She clawed at the blood-slicked point, dragging the rest of the wood through the exit wound until it slid free.
Hiraya breached the surface in an instant, gasping. She collapsed against the stone in a heap of trembling limbs like a discarded, half-submerged ragdoll bitterly remembering the hands that created her, the hands that used her, the hands that broke her. She clutched the splinter of wood---its crimson stains already washed away into non-existence. The broken arrow was now her only defense. She let the sound of the rapids wash over her, finally allowing the quiet, ragged sobs to crawl out of her throat. For a single, hollow moment, there was nothing but the water, the cold, and the salt of her own tears.

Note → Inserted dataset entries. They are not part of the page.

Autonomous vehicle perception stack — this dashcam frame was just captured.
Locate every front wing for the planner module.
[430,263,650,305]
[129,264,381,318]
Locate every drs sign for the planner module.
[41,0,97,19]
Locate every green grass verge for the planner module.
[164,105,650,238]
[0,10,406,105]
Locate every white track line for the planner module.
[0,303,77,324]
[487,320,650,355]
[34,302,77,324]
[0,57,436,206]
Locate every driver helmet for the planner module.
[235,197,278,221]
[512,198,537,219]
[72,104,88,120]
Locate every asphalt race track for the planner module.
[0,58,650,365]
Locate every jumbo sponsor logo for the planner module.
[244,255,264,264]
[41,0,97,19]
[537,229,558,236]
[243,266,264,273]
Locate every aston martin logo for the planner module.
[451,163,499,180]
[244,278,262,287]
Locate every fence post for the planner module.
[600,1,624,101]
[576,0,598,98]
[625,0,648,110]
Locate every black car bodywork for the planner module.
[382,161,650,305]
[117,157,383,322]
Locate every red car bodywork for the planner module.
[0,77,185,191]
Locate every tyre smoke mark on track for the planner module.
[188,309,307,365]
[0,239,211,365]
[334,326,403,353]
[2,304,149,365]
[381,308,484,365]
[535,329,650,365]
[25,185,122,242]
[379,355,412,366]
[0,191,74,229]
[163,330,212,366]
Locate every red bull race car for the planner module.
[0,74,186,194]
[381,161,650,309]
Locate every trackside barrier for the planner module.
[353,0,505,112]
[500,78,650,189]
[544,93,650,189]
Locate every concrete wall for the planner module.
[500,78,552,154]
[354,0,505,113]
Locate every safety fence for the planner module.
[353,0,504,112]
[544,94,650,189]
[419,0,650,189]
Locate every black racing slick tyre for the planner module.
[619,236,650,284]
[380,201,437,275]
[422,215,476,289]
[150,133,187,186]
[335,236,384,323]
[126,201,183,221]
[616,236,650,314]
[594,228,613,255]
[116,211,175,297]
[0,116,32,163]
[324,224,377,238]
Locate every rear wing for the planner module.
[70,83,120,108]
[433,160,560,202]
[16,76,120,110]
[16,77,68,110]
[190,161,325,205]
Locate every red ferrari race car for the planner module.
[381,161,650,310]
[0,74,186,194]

The sobs came freely now, a messy outpouring of the trauma she'd suppressed since the first scream in the forest. She was a hollowed-out shell of a girl, shivering violently from the mountain runoff and vibrating with the sheer, exhausting effort of staying conscious. Her fingers, white-knuckled and cramping, locked around her stone anchor as she clutched the splintered arrow---her grim, makeshift prize.

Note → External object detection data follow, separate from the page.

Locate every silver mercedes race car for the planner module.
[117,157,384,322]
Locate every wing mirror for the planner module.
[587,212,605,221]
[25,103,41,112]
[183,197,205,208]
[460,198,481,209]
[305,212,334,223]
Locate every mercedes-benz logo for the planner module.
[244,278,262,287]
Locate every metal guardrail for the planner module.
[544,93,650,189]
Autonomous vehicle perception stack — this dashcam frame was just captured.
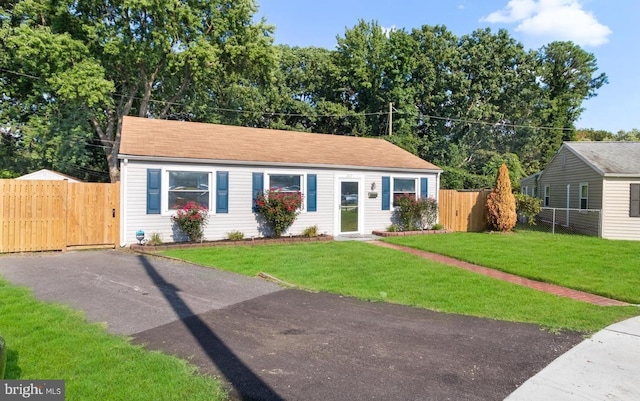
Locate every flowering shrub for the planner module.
[256,190,302,237]
[171,202,209,242]
[394,195,438,231]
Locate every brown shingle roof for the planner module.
[120,117,440,170]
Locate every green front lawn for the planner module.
[0,278,226,401]
[163,241,640,332]
[386,229,640,304]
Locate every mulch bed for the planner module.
[130,235,333,252]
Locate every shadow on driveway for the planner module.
[138,255,282,401]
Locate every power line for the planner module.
[0,67,573,133]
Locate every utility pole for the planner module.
[389,102,393,136]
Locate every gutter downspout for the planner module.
[120,159,129,248]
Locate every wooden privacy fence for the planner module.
[0,180,120,253]
[438,189,491,231]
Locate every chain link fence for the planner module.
[530,207,602,237]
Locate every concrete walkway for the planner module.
[506,317,640,401]
[370,241,630,306]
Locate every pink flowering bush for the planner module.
[171,202,209,242]
[256,190,302,237]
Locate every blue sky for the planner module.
[257,0,640,133]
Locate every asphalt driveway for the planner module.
[0,251,582,401]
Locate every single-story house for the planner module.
[520,142,640,240]
[16,168,82,183]
[118,117,442,246]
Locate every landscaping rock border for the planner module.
[373,230,453,237]
[129,235,333,252]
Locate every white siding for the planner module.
[602,178,640,240]
[121,161,438,245]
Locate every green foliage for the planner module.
[256,191,302,237]
[0,0,273,181]
[388,230,640,304]
[394,195,438,231]
[0,0,616,183]
[302,225,319,238]
[515,193,542,225]
[227,231,244,241]
[171,202,209,242]
[0,279,228,401]
[485,164,518,231]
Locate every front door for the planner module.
[340,181,360,233]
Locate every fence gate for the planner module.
[0,180,120,252]
[438,189,491,231]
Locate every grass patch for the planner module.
[163,241,639,332]
[386,230,640,304]
[0,278,226,401]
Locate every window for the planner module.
[269,174,302,192]
[393,178,416,206]
[629,184,640,217]
[168,171,210,209]
[544,185,551,207]
[580,183,589,209]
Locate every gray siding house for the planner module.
[520,142,640,240]
[118,117,442,246]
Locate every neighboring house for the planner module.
[520,142,640,240]
[520,170,544,198]
[118,117,442,246]
[16,169,82,182]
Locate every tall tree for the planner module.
[538,42,608,162]
[0,0,272,181]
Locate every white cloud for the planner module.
[481,0,611,46]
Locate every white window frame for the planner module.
[262,170,307,213]
[391,176,420,207]
[578,182,589,210]
[160,165,217,216]
[542,185,551,207]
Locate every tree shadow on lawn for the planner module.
[138,255,283,401]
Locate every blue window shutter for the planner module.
[307,174,318,212]
[147,168,162,214]
[382,177,391,210]
[216,171,229,213]
[251,173,264,212]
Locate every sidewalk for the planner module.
[505,317,640,401]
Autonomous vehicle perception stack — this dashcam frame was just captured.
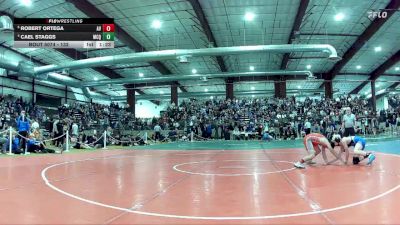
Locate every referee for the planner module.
[342,107,356,137]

'All that agony for a pathetic scrap of wood,' she cursed silently, her mind dark with bitter irony. The dismal humor was a quiet attempt of emotional recalibration---a way to coax her mental state to stabilize enough to see through the end of her chase.
But the agony was already shifting. Not dulling, but sharpening. Intensifying. Beneath the water, the jagged holes in her thigh were already puckering, the flesh knitting itself back together with unnatural speed. It felt like scorching lava had somehow replaced the narrow, hollow space where the arrow had been. The ferocious, focal point of agony had divided itself into two; Hiraya could almost picture two crawling worms of craggy rocksalt inching their way out through both the entry and exit wounds. Less than a minute later, the pain ceased---and so did the evidence of it, leaving only behind involuntary muscle twitches from the recent trauma.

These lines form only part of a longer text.